Les dirigeants du G7 vont tenter de s’accorder, dimanche 25 août, sur des mesures d’urgence contre les feux de forêt en Amazonie mais aussi, ce qui s’annonce plus difficile, sur une relance de l’économie mondiale déprimée par la guerre commerciale entre Washington et Pékin.

La journée a débuté par une image très attendue, celle de la première rencontre entre Donald Trump et Boris Johnson depuis que ce dernier a pris les rênes du Royaume-Uni en pleine crise du Brexit.

Alors que Boris Johnson a regretté samedi les “barrières considérables” qui freinent les exportations britanniques aux États-Unis, appelant Donald Trump à les lever, le président américain a affirmé, dimanche matin, que le Royaume-Uni pourra conclure “un très grand accord commercial” avec les États-Unis une fois le Brexit réalisé, tout en précisant que Boris Johnson était l’homme de la situation pour faire sortir son pays de l’Union européenne.

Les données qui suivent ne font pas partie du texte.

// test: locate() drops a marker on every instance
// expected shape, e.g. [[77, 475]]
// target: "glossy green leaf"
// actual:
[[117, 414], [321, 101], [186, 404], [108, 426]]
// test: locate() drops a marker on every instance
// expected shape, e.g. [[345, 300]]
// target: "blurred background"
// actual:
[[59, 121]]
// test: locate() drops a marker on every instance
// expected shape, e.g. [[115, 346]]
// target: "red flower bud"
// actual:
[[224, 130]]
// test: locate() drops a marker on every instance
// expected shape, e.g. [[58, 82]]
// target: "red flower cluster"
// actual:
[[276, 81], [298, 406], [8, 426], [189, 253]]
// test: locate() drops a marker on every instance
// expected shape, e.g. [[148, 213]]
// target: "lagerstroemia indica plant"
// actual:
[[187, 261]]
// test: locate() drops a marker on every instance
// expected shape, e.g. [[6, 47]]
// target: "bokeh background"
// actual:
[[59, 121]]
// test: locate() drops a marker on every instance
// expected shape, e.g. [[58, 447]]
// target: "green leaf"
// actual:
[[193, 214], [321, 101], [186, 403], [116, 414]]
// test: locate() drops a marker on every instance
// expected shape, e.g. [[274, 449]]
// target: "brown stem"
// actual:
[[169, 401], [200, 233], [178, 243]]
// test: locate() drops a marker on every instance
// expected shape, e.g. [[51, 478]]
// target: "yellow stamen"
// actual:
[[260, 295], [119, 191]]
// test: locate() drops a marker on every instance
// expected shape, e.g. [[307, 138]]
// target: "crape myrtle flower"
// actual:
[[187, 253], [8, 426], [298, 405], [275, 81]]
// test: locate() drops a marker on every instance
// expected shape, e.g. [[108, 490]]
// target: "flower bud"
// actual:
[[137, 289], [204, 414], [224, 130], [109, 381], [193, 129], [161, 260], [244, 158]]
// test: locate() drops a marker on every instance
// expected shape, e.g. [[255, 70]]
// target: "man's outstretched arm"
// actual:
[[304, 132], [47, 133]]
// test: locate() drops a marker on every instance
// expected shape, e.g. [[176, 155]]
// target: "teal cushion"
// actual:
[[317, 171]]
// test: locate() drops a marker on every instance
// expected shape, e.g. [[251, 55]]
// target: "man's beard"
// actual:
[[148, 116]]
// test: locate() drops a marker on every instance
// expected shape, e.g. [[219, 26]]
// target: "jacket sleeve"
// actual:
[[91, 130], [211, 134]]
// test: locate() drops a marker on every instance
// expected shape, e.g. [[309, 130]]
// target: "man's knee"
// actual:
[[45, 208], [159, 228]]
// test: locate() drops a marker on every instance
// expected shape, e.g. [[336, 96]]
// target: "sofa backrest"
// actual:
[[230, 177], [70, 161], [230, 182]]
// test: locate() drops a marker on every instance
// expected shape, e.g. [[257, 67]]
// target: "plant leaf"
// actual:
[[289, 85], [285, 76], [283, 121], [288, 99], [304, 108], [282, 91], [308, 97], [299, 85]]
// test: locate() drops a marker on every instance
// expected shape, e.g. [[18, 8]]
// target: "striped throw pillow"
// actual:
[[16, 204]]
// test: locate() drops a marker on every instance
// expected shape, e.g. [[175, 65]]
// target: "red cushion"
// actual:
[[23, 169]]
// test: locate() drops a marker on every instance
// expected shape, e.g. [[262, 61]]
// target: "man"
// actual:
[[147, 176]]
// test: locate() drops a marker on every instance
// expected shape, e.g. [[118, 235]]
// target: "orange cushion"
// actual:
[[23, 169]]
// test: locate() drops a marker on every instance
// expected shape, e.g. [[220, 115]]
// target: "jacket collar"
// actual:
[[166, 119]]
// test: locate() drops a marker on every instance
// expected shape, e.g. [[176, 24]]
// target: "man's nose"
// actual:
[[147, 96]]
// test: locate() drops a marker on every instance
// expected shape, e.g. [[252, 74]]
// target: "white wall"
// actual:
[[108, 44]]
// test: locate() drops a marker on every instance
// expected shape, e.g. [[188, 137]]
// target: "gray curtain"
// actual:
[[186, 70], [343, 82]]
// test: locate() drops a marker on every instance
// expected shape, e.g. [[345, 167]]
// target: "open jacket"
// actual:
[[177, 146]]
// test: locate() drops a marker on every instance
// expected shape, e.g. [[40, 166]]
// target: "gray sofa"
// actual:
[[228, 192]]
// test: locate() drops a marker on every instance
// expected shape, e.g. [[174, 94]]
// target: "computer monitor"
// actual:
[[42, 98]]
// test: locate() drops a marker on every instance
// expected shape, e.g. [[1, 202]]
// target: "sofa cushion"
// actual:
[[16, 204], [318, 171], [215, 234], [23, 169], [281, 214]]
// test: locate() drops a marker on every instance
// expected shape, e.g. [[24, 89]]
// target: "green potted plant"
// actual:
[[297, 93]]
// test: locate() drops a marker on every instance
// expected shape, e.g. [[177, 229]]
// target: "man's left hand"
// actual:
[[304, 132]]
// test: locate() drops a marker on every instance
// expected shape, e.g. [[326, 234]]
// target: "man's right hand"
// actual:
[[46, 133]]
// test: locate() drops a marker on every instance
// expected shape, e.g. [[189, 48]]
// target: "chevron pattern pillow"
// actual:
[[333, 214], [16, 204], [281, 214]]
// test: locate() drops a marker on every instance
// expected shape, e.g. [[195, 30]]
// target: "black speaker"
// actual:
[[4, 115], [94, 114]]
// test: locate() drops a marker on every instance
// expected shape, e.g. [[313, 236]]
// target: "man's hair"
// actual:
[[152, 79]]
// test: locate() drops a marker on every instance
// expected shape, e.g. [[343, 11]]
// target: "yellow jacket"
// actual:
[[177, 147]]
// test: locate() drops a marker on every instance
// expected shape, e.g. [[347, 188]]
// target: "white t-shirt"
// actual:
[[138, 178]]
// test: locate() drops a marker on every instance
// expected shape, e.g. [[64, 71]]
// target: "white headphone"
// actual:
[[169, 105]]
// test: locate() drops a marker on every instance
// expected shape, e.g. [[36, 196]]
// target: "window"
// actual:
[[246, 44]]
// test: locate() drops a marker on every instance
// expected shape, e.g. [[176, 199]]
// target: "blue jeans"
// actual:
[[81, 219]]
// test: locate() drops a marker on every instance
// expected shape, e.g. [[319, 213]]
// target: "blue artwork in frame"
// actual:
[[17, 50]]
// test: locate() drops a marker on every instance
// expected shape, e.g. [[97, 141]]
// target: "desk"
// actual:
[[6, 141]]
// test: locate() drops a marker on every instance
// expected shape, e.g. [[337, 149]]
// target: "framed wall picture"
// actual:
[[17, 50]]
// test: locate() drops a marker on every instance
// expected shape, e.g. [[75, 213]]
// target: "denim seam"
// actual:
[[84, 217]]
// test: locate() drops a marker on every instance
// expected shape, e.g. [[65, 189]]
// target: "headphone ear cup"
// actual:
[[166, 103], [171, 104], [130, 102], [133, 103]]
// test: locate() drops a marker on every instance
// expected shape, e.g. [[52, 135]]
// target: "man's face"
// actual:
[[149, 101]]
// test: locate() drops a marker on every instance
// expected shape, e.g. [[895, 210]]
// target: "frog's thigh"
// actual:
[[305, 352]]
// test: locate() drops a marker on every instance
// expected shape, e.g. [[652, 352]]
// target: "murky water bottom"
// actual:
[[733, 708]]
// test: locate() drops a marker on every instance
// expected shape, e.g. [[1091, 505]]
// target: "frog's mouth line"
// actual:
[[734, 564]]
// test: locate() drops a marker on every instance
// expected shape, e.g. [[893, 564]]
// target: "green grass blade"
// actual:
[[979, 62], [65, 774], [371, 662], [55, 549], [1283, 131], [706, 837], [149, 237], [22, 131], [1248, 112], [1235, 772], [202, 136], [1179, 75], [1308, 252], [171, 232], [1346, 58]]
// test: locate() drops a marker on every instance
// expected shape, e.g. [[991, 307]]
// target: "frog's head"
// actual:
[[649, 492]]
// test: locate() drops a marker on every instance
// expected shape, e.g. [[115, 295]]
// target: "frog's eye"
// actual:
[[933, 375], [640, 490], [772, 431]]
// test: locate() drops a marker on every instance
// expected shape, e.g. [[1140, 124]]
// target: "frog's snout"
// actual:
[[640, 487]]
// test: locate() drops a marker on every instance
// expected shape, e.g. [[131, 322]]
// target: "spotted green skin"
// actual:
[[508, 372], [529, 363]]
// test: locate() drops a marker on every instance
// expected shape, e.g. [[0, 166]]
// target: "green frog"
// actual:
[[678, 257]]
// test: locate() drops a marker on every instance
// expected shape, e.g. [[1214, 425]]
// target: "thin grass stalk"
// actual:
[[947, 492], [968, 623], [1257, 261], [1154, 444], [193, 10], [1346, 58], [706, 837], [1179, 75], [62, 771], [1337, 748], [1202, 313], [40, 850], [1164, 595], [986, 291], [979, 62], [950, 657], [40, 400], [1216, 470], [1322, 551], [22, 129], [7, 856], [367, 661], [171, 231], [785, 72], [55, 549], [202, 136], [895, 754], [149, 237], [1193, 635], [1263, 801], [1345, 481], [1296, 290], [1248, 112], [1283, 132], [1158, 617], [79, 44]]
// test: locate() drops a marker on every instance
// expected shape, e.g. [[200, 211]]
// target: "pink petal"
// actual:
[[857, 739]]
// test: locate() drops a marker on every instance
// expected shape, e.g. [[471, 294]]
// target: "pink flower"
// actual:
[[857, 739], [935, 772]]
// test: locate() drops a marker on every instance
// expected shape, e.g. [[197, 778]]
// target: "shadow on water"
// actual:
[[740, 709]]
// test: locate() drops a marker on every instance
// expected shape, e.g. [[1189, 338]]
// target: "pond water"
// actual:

De son côté, le nouveau Premier ministre britannique a déclaré que les négociations commerciales avec les États-Unis seraient difficiles, mais qu’il y avait des opportunités immenses pour les entreprises britanniques sur le marché américain.

Pas de décision prise sur un retour au format G8

Donald Trump a par ailleurs répondu à une question concernant l’éventuelle présence de la Russie au G7 organisé en 2020 par les États-Unis. Le président américain a indiqué que cette question avait fait l’objet d’une “vive discussion” entre dirigeants du G7 samedi soir mais qu’il ne savait pas si le pays serait finalement réintégré au G7 en 2020.

Après ce petit-déjeuner, Donald Trump et Boris Johnson rejoindront Emmanuel Macron, Angela Merkel, Shinzo Abe, Giuseppe Conte et Justin Trudeau pour discuter de la sécurité mondiale et de l’état de l’économie. Ces dernières semaines, des signaux préoccupants sont apparus en Allemagne, en Chine et aux États-Unis, laissant craindre une phase d’affaiblissement marqué de la croissance au niveau mondial.

Européens et Japonais en font porter une partie de la responsabilité à la guerre commerciale que se livrent Washington et Pékin, qui ont encore surenchéri vendredi en annonçant de nouvelles taxes douanières.